Bernini’s famous statue of Teresa in Rome

Today’s Bible reading

Read Romans 13:8-10 

Let no debt remain outstanding, except the continuing debt to love one another, for whoever loves others has fulfilled the law. The commandments, “You shall not commit adultery,” “You shall not murder,” “You shall not steal,” “You shall not covet,”and whatever other command there may be, are summed up in this one command: “Love your neighbor as yourself.” Love does no harm to its neighbor. Therefore love is the fulfillment of the law. 

More thoughts for meditation about Teresa of Avila

Teresa of Avila was a Spanish contemplative, mystic, and theologian who lived from 1515-1582.

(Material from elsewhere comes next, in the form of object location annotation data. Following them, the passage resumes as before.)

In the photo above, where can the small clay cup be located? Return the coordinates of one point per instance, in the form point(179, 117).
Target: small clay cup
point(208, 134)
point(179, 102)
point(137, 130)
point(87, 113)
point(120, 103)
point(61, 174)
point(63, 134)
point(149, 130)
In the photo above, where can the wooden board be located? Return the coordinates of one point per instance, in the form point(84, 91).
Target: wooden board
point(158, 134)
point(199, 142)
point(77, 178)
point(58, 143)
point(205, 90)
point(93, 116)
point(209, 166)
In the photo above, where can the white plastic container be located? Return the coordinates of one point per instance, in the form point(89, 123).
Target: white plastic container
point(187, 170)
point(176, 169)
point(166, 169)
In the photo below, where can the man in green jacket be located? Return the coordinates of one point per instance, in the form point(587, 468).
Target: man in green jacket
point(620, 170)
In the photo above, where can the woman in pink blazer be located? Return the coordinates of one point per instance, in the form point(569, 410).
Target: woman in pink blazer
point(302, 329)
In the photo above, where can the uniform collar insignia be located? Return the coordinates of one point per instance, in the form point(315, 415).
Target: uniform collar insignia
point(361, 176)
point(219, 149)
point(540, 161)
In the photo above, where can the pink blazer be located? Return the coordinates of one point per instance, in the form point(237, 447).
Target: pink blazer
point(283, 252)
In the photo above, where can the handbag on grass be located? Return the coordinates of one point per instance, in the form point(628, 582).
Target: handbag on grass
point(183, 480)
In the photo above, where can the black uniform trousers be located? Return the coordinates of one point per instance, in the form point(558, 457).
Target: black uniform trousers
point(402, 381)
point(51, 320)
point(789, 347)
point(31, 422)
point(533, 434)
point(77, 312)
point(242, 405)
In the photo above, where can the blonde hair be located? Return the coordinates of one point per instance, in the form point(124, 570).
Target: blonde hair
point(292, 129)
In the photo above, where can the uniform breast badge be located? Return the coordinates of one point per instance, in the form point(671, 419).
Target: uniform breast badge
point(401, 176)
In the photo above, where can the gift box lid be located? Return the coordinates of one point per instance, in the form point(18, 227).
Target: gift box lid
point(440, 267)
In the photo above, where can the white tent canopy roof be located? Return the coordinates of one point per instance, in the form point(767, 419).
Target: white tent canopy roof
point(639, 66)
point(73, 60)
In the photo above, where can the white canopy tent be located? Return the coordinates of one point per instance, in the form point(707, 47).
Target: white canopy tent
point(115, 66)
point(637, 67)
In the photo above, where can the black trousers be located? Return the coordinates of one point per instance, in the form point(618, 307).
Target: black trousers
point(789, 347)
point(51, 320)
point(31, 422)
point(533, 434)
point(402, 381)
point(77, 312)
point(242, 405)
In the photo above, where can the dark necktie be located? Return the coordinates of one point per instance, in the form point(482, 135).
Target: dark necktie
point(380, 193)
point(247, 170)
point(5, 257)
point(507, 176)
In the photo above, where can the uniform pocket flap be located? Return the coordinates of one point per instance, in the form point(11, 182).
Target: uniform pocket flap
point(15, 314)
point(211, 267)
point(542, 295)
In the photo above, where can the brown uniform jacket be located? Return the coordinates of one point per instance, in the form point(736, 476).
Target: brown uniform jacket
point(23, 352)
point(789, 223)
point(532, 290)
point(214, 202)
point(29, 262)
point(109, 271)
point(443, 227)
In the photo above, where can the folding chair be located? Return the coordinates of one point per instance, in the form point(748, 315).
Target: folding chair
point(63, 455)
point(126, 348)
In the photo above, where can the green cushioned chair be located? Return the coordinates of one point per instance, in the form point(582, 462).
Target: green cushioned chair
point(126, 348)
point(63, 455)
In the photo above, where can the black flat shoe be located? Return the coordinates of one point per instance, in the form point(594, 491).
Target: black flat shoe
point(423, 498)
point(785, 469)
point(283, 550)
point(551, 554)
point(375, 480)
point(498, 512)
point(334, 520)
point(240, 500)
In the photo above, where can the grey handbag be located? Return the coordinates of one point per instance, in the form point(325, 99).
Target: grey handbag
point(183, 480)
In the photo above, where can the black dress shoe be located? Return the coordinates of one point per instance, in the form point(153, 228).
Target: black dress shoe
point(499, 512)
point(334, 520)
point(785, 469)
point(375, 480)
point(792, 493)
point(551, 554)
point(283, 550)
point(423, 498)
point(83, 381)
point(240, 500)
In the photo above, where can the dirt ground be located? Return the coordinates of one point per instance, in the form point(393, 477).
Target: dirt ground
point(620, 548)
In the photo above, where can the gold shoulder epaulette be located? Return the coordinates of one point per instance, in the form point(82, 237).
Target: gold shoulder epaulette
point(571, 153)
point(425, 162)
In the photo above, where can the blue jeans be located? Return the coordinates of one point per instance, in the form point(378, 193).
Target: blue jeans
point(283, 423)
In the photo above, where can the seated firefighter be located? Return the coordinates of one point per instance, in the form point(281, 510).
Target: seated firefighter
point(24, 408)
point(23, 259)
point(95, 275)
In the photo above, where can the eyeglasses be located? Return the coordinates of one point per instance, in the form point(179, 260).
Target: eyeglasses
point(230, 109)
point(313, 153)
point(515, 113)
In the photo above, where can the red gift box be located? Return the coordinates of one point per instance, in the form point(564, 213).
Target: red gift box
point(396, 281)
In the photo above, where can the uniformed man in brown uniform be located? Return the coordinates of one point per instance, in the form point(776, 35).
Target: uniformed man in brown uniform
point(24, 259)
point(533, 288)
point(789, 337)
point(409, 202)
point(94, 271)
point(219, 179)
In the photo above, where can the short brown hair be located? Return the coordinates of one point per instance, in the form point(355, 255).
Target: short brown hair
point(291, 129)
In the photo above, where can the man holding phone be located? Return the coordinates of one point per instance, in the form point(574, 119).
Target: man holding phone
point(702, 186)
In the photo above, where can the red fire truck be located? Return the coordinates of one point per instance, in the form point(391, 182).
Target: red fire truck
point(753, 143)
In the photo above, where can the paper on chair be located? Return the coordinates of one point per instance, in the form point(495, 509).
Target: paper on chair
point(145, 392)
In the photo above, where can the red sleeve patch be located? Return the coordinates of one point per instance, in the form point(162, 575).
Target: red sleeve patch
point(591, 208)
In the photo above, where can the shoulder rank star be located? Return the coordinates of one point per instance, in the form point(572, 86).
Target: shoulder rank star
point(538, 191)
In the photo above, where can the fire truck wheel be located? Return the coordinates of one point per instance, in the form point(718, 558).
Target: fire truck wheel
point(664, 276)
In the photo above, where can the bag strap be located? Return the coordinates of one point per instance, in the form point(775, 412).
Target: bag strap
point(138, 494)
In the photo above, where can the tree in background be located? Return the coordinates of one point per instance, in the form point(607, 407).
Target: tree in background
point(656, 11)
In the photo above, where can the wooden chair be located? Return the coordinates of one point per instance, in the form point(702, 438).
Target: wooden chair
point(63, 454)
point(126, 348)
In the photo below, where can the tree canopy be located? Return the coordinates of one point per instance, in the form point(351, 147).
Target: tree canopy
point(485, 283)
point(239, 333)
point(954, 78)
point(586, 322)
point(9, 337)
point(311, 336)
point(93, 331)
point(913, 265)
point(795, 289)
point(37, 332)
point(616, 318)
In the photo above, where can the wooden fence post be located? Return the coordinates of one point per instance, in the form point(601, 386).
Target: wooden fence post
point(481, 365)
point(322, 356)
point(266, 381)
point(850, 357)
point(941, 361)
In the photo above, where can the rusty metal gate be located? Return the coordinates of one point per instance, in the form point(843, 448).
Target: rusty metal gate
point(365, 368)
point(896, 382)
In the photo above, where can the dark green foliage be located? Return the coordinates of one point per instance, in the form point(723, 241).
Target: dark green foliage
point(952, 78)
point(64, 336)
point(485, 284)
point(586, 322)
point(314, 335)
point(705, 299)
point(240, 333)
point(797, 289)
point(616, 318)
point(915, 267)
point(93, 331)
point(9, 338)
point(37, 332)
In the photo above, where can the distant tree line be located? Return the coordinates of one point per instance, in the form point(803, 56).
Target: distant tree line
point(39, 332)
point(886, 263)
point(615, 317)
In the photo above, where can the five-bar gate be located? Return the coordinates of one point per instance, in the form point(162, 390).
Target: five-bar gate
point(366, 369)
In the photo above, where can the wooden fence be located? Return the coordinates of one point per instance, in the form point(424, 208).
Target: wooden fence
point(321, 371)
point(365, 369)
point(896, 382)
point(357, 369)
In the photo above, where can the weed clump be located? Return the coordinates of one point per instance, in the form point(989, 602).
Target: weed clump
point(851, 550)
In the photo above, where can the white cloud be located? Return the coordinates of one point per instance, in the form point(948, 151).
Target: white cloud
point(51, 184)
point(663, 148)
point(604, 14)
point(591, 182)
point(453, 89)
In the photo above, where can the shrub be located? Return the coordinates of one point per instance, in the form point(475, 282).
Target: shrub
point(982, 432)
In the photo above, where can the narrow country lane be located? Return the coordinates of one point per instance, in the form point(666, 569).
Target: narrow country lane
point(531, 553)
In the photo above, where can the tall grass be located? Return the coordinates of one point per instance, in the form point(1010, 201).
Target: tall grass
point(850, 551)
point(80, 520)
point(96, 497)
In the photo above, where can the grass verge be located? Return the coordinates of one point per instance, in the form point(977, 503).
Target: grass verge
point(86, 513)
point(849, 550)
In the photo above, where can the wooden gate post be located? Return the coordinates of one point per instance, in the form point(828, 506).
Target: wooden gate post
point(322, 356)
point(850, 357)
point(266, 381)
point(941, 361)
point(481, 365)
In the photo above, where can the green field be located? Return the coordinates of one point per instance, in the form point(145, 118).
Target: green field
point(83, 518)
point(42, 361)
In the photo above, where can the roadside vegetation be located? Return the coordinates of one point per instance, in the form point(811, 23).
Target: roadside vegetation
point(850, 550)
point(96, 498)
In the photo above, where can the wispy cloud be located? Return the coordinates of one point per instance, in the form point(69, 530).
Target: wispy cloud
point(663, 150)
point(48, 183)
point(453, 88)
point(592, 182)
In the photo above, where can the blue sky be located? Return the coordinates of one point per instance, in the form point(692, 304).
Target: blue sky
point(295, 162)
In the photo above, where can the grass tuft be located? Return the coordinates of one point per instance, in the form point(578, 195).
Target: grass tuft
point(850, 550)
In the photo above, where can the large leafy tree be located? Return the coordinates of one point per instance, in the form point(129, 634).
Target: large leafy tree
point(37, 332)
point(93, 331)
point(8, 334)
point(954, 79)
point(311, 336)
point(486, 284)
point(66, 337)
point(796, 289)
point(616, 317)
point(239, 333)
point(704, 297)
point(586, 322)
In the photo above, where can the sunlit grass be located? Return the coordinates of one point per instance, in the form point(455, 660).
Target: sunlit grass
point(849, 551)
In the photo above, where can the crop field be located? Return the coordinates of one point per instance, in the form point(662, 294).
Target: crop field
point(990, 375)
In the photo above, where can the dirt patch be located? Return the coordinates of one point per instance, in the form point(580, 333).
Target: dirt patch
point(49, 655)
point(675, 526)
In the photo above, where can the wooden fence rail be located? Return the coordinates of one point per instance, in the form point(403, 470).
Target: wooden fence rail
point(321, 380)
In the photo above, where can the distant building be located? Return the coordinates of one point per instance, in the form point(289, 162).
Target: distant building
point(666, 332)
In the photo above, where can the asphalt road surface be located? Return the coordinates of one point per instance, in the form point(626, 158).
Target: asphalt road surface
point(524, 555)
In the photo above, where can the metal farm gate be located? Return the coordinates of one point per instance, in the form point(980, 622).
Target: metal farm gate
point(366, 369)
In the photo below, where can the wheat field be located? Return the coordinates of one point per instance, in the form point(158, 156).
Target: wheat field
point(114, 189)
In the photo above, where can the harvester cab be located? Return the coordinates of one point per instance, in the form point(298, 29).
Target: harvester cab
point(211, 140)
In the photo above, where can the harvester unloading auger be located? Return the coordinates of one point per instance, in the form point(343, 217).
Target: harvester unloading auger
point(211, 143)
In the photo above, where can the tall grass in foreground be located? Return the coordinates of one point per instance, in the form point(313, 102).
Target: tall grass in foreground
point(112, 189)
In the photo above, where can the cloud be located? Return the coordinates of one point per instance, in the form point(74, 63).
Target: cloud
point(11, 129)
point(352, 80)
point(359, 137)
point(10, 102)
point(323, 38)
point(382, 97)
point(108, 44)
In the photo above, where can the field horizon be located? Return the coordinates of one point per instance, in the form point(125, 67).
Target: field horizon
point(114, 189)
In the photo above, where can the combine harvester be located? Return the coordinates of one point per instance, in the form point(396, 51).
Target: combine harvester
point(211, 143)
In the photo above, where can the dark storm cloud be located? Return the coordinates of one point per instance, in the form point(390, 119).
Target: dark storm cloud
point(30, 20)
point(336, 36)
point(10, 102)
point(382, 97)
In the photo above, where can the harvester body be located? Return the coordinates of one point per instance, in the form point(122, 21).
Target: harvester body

Here is a story about her: Teresa learned as a small child that one had to die in order to see God. She wanted to see God. Being practical and courageous by temperament, she devised a scheme. She planned to go to the land of the Moors with her brother, Rodrigo. There they would surely be martyred and go to heaven. Very early one morning the two children stole away from their home and crossed the bridge leading out of Avila. But the plan soon ran into trouble. An uncle who happened to be entering Avila at the time, met the children, heard their fantastic plan and unceremoniously returned them to their parents.

Later on in life, Teresa realized that one does not have to die to see God. “We need no wings to go in search of Him,” she wrote, “but have only to find a place where we can be alone and look upon Him present within us.” These words contain three essential steps for what she named ”mental prayer.” First, we must be searching for God; second, we must be willing to be alone with Him, and third, we need but look upon our Lord who is present within us.

“The important thing in mental prayer,” she says, “is not to think much but to love much.” Mental prayer becomes fruitful when we realize the gift of God dwelling within us. Referring to her earlier years in the convent, Teresa wrote these regretful words, “I think that if I had understood then as I do now that this great King really dwells within a little palace of my soul, I should not have left Him alone so often and never allowed his dwelling place to get so dirty.” Mental prayer, you see, is nothing but our side of friendship with God—our “yes” to God’s call and invitation.

“Beginners,” she says, “do well to form an appealing image of Christ in His Sacred Humanity. They should picture Him within themselves in some mystery of His life, for example, the Christ of the agony or the Risen Savior in His glorified Body. Once they are conscious of Our Lord’s presence within their souls they need only look upon Him and conversation will follow. This friendly conversation will not be much thinking but much loving, not a torrent of words, much less a strained prepared speech, but rather a relaxed conversation with moments of silence as there must be between friends.”

One of the profound things that she is known to have said matches our scripture today, “It is love alone that gives worth to all things.”

Paul also reminds us that love is the only thing we owe each other.  It’s a continuing debt.  It is a debt that gives worth to our lives.  We are compelled to love each other regardless of the circumstances.  For some of us, that seems like a lot.  But the fact remains that each one of us is loved and as loved ones in the world we have the capacity to love others.  When we go ahead and make payments toward that debt, we fulfill God’s vision for the world.

Want more?

More bio.

Teresa’s famous prayer.

You can read the Interior Castle for free.

Recommended biography.

A Catholic bio:

Suggestions for action

Meditate on Teresa’s wisdom:

  • Christ has no body now but mine. He prays in me, works in me, looks through my eyes, speaks through my words, works through my hands, walks with my feet and loves with my heart.
  • We may speak of love and humility as the true flowers of spiritual growth; and they give off a wonderful scent, which benefits all those who come near.
  • After you die, you wear what you are.